Zielinski: Dal punto di vista della mimica è un po’ come gli attori di soap opera; che le cose vadano clamorosamente bene o clamorosamente male ha una sola espressione facciale. Il talento, però, di certo non gli manca, e in occasione del gol ma non solo illumina le azioni offensive azzurre come le luci di Natale illuminano le strade a dicembre. In un calcio che predilige sempre più la fisicità alla tecnica, è una perla rara come un musicista di conservatorio in un mondo di trapper. Compositore.

Vidal: Prova a dare al Barcellona la sua garra, ma alla fine più che altro sgarra e riceve un cartellino rosso.

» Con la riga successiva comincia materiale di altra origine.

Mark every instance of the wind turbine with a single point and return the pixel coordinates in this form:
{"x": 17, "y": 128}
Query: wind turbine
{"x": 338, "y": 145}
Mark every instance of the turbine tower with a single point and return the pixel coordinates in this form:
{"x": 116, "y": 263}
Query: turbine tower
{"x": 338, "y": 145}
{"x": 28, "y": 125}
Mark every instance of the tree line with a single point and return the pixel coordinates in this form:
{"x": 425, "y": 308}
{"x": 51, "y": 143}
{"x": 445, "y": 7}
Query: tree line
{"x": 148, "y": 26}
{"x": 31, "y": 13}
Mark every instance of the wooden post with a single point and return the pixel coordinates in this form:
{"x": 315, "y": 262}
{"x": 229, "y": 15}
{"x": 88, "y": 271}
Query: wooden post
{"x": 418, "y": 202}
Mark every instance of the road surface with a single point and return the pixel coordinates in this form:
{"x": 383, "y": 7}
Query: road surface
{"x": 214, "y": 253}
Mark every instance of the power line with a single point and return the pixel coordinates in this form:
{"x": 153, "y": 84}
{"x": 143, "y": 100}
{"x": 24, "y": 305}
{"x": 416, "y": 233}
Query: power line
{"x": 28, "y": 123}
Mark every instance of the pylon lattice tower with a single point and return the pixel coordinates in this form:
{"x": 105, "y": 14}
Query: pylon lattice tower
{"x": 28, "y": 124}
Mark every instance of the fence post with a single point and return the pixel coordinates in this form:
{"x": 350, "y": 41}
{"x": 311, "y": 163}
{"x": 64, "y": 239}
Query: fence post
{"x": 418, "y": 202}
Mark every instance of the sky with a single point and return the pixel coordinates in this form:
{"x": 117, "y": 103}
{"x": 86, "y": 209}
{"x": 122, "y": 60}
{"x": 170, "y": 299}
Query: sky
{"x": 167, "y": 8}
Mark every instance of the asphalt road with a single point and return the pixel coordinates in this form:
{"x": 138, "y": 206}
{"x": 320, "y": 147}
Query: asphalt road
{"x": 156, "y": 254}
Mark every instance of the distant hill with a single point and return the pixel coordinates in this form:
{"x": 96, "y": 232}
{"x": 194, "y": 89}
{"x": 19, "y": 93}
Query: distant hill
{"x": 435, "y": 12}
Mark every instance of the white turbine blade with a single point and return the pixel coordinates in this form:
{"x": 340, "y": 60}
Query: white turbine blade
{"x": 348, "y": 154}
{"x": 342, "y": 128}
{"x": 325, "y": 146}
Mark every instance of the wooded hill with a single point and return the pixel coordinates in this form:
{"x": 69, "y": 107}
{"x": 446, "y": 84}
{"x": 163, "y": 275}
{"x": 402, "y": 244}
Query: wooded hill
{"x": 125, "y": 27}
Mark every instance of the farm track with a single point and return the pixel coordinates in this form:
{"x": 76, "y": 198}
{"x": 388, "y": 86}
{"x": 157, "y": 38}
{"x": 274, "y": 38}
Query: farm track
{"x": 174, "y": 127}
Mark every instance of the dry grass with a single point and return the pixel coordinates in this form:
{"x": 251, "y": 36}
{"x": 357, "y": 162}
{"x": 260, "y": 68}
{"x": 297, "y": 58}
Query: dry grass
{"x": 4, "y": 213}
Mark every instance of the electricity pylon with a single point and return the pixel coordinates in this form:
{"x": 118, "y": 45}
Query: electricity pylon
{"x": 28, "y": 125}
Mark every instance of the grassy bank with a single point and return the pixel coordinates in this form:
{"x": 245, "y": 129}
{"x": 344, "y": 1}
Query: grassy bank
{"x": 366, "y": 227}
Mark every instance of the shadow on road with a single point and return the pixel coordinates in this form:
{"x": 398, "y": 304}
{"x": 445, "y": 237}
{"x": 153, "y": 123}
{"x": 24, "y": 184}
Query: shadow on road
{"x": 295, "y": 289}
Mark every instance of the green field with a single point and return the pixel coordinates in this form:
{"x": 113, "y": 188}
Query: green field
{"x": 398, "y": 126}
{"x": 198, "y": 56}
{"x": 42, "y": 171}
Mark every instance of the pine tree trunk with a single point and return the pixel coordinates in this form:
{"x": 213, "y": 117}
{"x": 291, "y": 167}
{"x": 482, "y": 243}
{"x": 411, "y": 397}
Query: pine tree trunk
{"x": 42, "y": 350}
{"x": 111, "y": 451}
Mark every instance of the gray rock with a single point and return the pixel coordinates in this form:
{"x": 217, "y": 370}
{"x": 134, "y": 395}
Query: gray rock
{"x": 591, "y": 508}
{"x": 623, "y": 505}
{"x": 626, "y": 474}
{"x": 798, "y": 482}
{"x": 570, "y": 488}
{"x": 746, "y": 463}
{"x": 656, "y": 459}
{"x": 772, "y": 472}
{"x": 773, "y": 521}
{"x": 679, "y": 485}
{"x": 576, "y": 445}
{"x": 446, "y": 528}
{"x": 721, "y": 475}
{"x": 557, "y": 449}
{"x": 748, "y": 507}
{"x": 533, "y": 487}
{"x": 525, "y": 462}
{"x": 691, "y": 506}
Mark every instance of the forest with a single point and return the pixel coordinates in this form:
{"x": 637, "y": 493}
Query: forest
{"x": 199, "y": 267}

Immagino che tanto nervosismo gli derivi dalla notizia dell’arresto del suo barbiere, con l’accusa sia di avergli fatto un taglio messo fuori legge dal Consiglio delle Nazioni Unite, sia di non avergli tagliato una barba dentro cui è stato avvistato perfino un nido di uccellini. Si porta dietro quella innata simpatia e sportività di chi ha vestito convintamente la maglia bianconera, come una macchia sulla fedina penale da cui è impossibile riabilitarsi. Pregiudicato.